Ternyata di dalam kelas ini ada juga kawan saya, kawan yang sama-sama pernah tinggal kelas, sayapun pernah tinggal kelas namun saya tetap bisa jadi professor. Jadi jangan ragu
jadi orang bodoh, tetaplah konsisten jadi orang bodoh” Kata Pak Professor. Serta merta seluruh mahasiswa mengarahkan tatapannya ke saya yang tanpa sadar masih tetap mengacungkan tangan dan sedikit kebingungan, “wah..wah.. kok bisa yah ada dosen mengarahkan mahasiswanya untuk tetap membudayakan kebodohannya.. weleh..weleh…” gumamku dalam hati.

Wah alangkah bangganya saya, selain setingkat dengan professor juga punya kawan seorang professor.
Sering pula jika lagi ngumpul dengan teman-teman di warung kopi dan tiba-tiba melintas orang gila atau yang masih setengah waras, serta merta kawan-kawan saya nyelutuk, “Hei itu ada kawan kamu, pergi sana
temanin dia”. Wah bangganya saya, karena berkawan dengan siapa saja.

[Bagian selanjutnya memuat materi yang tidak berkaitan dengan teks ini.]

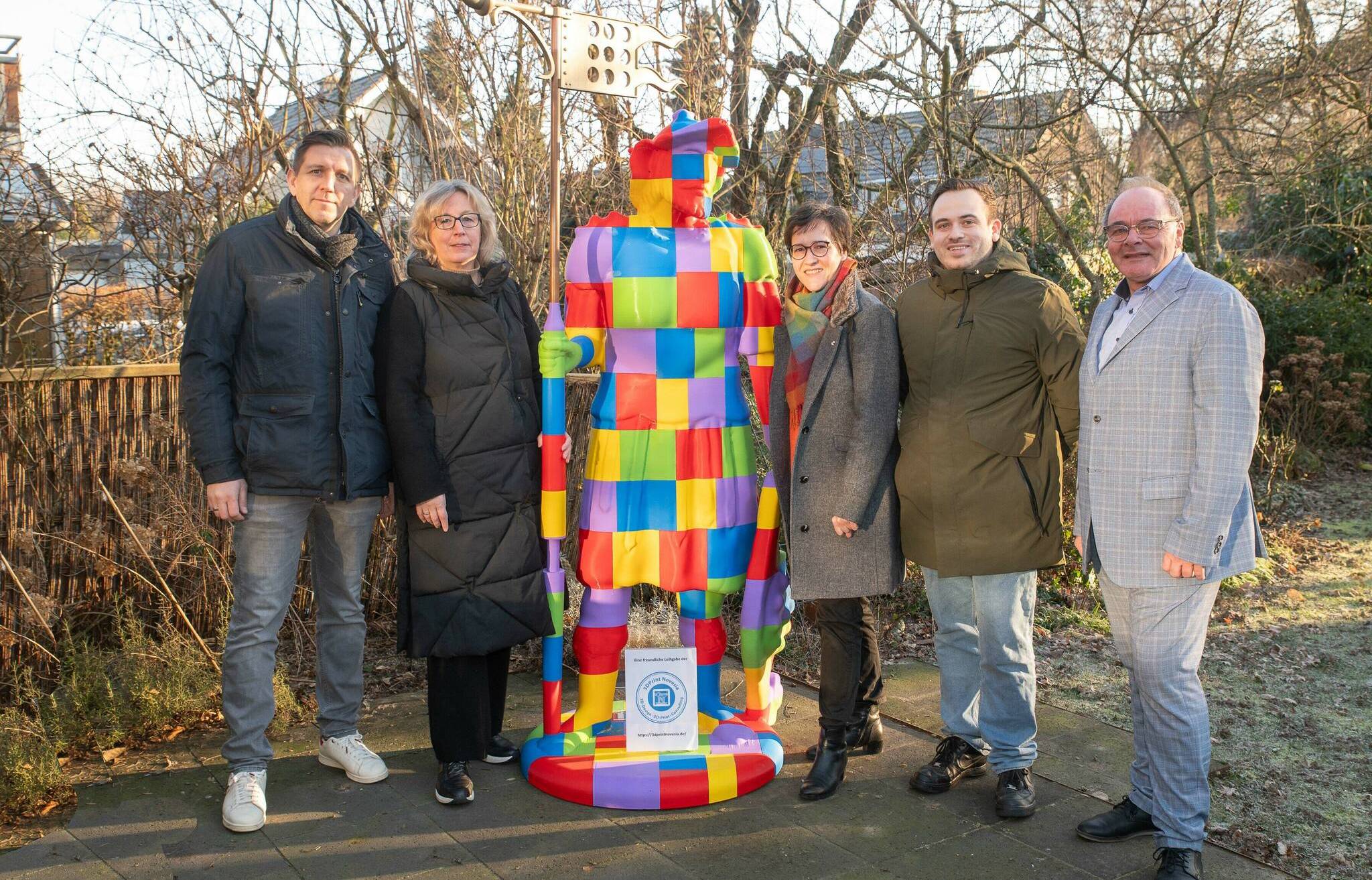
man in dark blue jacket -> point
(280, 404)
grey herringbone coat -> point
(845, 453)
(1168, 426)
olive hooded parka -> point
(989, 414)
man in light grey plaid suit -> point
(1169, 412)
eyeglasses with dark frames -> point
(470, 221)
(1146, 229)
(818, 249)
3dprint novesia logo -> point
(661, 698)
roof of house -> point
(877, 146)
(326, 101)
(26, 192)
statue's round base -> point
(736, 755)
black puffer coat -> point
(462, 408)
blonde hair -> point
(429, 206)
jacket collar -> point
(1168, 293)
(352, 220)
(1002, 259)
(845, 300)
(847, 304)
(460, 283)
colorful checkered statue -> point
(665, 302)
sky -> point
(48, 29)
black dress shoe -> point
(500, 750)
(865, 737)
(1120, 822)
(454, 785)
(1014, 794)
(954, 759)
(829, 768)
(1176, 864)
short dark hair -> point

Orang bodoh selalu dimengerti. Jika anda masih memiliki rasa kasihan dan perikemanusiaan yang tinggi maka pasti akan selalu mengerti tingkah dan polah orang bodoh.

Seperti sekarang, jika setelah anda membaca tulisan ini kemudian tidak mengerti dan paham apa makna tulisan ini, maka mengerti dan maklumlah karena anda sementara membaca tulisan dan pendapat orang bodoh!